Conflicting narratives
An assistant professor at New York University claims he was placed on paid leave by the university, though administrators say it was voluntary. The professor, Michael Rectenwald, started an anonymous Twitter account in September to argue against safe spaces and political correctness, though he later admitted to NYU’s student newspaper that he was behind the controversial tweets. Soon after, Rectenwald was called into a meeting with his department head and told that people had expressed concern about his mental health, claiming his Twitter comments were a cry for help. “Then they said I should leave and get help,” Rectenwald told the New York Post. But John Beckman, a university spokesman, said Rectenwald’s leave was voluntary. “His leave has absolutely nothing to do with his Twitter account or his opinions on issues of the day,” Beckman wrote in an email to the Chronicle of Higher Education.
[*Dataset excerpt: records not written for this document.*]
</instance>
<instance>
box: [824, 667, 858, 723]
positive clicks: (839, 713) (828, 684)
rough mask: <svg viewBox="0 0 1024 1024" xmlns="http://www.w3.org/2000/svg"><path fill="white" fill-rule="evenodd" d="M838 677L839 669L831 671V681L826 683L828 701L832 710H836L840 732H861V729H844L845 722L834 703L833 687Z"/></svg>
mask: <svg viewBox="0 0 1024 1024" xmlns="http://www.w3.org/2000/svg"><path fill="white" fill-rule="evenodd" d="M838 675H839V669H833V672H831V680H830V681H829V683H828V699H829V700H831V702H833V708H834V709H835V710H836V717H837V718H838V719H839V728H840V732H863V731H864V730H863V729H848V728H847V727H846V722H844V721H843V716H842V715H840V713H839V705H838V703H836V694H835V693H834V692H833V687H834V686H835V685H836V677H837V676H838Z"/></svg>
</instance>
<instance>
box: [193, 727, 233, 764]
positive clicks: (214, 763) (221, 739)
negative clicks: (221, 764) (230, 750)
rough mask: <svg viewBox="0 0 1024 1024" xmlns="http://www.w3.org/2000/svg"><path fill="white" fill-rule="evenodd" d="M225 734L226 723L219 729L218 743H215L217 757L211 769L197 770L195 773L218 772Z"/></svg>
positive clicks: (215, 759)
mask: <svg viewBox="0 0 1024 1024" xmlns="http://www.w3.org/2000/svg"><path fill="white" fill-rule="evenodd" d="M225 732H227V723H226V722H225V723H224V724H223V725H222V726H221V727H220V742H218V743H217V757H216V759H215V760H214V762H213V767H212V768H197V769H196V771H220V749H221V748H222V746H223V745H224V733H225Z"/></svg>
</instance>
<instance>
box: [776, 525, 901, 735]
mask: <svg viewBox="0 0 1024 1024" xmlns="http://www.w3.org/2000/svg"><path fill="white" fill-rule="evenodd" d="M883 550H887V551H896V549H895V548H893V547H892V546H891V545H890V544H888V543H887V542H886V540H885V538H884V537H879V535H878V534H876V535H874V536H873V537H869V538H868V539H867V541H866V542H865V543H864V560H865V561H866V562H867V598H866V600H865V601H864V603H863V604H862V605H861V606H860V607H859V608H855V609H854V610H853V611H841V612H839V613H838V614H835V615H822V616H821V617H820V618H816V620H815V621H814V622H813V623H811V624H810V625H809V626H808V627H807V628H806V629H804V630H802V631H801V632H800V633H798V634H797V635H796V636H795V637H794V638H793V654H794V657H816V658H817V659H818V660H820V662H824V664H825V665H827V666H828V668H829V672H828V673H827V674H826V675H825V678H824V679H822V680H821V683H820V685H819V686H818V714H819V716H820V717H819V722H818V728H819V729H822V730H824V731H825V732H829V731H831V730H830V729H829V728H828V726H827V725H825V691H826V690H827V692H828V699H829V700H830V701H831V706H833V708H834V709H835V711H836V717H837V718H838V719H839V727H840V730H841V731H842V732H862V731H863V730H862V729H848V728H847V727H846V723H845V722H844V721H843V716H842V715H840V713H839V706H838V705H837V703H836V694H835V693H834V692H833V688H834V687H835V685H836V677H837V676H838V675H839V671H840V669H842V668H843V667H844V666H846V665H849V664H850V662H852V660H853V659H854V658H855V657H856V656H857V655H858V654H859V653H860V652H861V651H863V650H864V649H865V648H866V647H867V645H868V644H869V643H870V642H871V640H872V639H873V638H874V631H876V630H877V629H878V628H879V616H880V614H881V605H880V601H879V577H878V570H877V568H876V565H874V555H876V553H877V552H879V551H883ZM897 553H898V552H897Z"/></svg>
Honor code and sexual assault
Brigham Young University announced this week that it would grant amnesty to students who break of BYU’s honor code when reporting cases of sexual violence, according to the Chronicle of Higher Education. The strict code includes bans on extramarital sex, alcohol and drug use and being in the bedroom of a member of the opposite sex, leading to conflicting incentives when students seek to file reports of sexual assault that include honor code violations. The university has faced sharp criticism in the past for investigating such students, which led to the new immunity clause. “If victims don’t report, we can’t help them, we can’t provide services, and we also can’t identify perpetrators,” Julie Valentine, an assistant professor of nursing, told the Chronicle. The university also seeks to further disentangle the Honor Code Office from the Title IX Office, which handles sexual assault. “There were some perceptions about how the Honor Code Office and the Title IX Office shared information,” Janet Scharman, vice president for student life at BYU, told the Chronicle. “If perceptions were keeping people from reporting, we wanted to eliminate anything that would get in the way of that.”